Jika ditarik kebelakang berdasarkan historitas kronologis sejarah yang telah diakui oleh para sejarawan dan telah di bingkai resmi menjadi sejarah ke-Indonesiaan, dikatakan bahwa daerah Lamongan bagian selatan berkaitan erat dengan historis napak tilas Prabu Airlangga, meskipun sebenarnya kerajaan besar jawa timur lain seperti Majapahit dan Singosari juga wilayah kekuasaannya meliputi daerah-daerah pesisir Jawa Timur tak terkecuali Lamongan Selatan. Akan tetapi Jika dilihat dari warisan berbagai kerajaan tersebut, Napak Tilas Prabu Airlangga mempunyai urgensi historitas tersendiri terhadap berbagai daerah di Lamongan Selatan, hal ini dikarenakan banyaknya napak tilas yang tersebar di Lamongan selatan berkenaan dengan perjuangan Prabu Airlangga mendirikan dan memperjuangkan estafet mandataris Kerajaan Medang (mataram lama) dirian Prabu Sanjaya (752 M), yang hancur lebur pada masa Dharmawangsa Teguh (1006 M) efek serangan Raja Wurawari dari Pasukan Lwaram (cepu: sekarang) dengan aliansi Kerajaan Budha Sriwijaya.
Dalam catatan yang terangkum pada sejarah Ke-Indonesiaan dikatakan bahwa peristiwa hancur luluhnya Kerajaan Medang tersebut dikenal dengan nama “Mahapralaya” yang menewaskan hampir tokoh-tokoh ternama Kerajaan Medang termasuk Raja Dharmawangsa Teguh dan istri Airlangga muda sendiri.
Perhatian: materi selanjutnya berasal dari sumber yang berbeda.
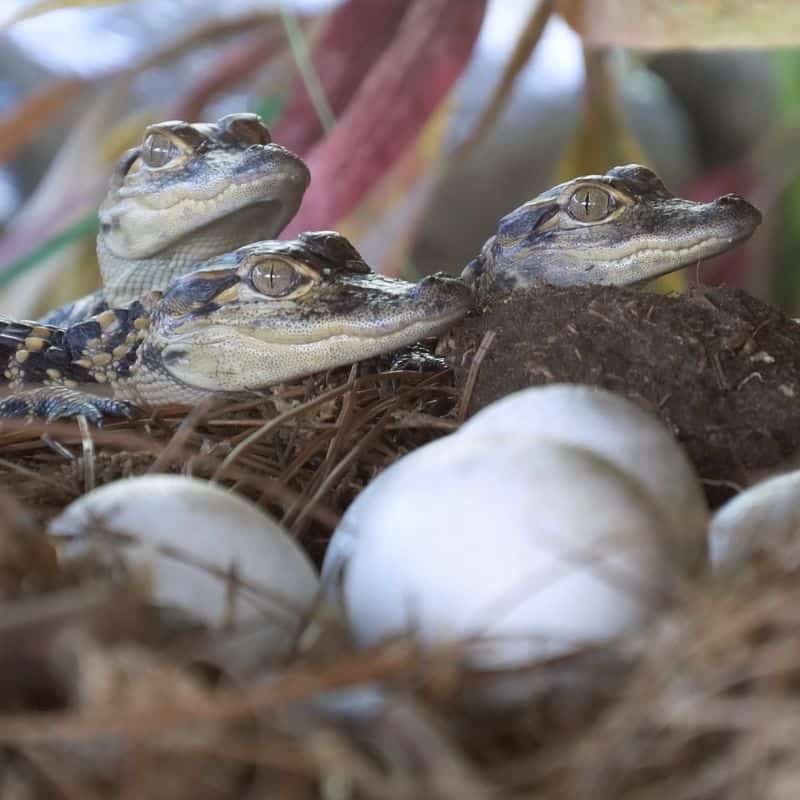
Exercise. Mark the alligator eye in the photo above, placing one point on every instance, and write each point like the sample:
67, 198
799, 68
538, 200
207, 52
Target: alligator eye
590, 204
274, 277
158, 150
Sedangkan Airlangga muda berhasil lolos dari tragedi maut atas bantuan dari pengasuhnya Mpu Narotama. Bersama sedikit pengikutnya yang berhasil lolos dari tragedy pralaya, Prabu Airlangga menjelajah daerah Jawa Timur bagian utara (+ Jombang, Mojokerto, Lamongan, Pasuruan, dan sekitarnya), konon Sendang Made di Kudu Jombang merupakan salah satu tempat pertapaan dalam proses pelarian Prabu Airlangga. Melalui pertapaan disitulah konon Prabu Airlangga mendapat wangsit untuk meneruskan perjuangan keraajaan Medang (Mataram lama) hingga berhasilnya mendirikan kerajaan Kahuripan dengan Prabu Airlangga sendiri sebagai raja pertamanya.
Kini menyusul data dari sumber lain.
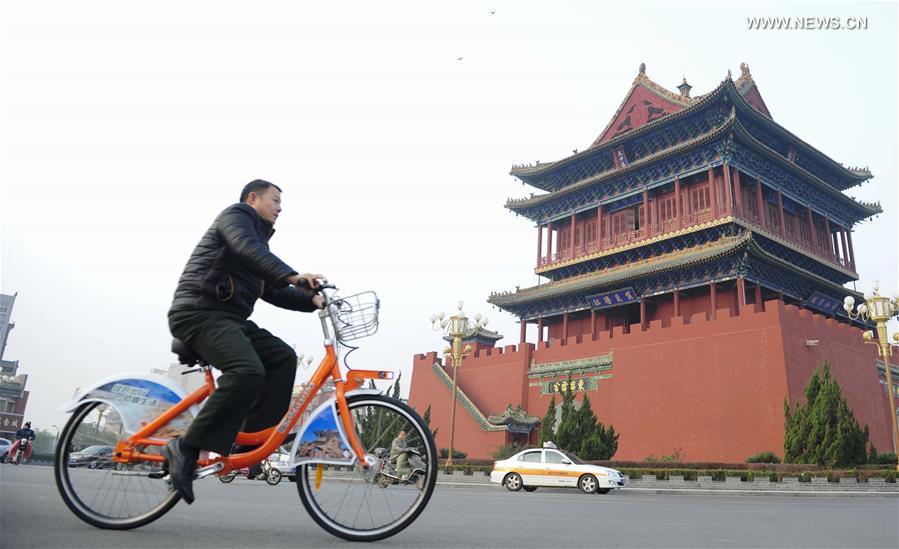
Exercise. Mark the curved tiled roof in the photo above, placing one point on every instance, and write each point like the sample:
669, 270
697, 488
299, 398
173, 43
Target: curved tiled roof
730, 124
654, 265
858, 175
Pada masa-masa awal pemerintahannya, kerajaan Kahuripan kerap berpindah pusat pemerintahannya guna melindungi diri dari serangan musuh yang terbilang kuat apalagi Kerajaan Sriwijaya meruapakan ancaman nyata, karena saat itu posisi Kerajaan Kahuripan masih terbilang lemah dukungan. Alasan ini pula yang juga menyebabkan Raja Airlangga memutuskan untuk berpindah-pindah ibukota guna sekaligus berusaha mengambil hati dan dukungan daerah baru yang ditempati. Banyak versi sejarah tentang daerah mana saja yang pernah dijadikan Ibukota pemerintahan Kahuripan, beberapa pengamat sejarah menyebut daerah sekitar lereng gunung penanggungan bagian utara (Ngoro, Mojokerto) merupakan ibukota keraton awal (Wwtan Mas) dalam awal tonggak perjuangan Kerajaan Kahuripan Airlangga, anggapan ini merujuk pada fakta peninggalan deretan candi di kaki gunung penanggungan beserta kolam pemandian Jalatunda yang disebut sebagai warisan Kerajaan Kahuripan Airlangga.
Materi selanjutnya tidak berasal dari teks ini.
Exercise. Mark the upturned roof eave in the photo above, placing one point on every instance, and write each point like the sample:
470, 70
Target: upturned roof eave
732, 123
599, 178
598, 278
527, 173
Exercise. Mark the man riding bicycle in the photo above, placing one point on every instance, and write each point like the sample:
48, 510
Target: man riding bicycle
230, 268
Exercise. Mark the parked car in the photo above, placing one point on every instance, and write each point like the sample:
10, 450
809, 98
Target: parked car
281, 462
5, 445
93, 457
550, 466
Namun dalam versi anggapan sejarah lain justru dikatakan bahwa Raja Airlangga justru memulai berpindah-pindah Ibu kota pemerintahan Kahuripan ke daerah utara (Lamongan), hal ini dikuatkan dengan ditemukannya berbagai peninggalan kuno kerajaan kahuripan di daerah Lamongan bagian selatan seperti berbagai prasasti (Pamwatan, Cani, Pataan, Pucangan, dan lain sebagainya) hingga terakhir ditemukannya bangunan candi besar yang tertimbun tanah di persawahan Dusun Montor Desa Pataan Kecamatan Sambeng. Dugaan ini dikuatkan pula dengan adanya sebuah daerah di Lamongan Selatan bernama Dusun Wotan (Desa Slaharwotan, Kecamatan Ngimbang) yang digadang-gadang sebagai Wwtan mas yang merupakan pusat ibukota keraton pertama Kerajaan Kahuripan Airlangga, apalagi disekitar daerah tersebut terdapat sebuah prasasti bercorak hindu yang diindikasi ada kaitannya dengan Wwtan Mas Kahuripan, meski sebenarnya anggapan tersebut belum teruji jelas kebenarannya karena tak ada tindak lanjut penelitian berbasis sejarah dan arkeolog seputar sepak terjang Pemerintahan Raja Airlangga di Lamongan bagian selatan.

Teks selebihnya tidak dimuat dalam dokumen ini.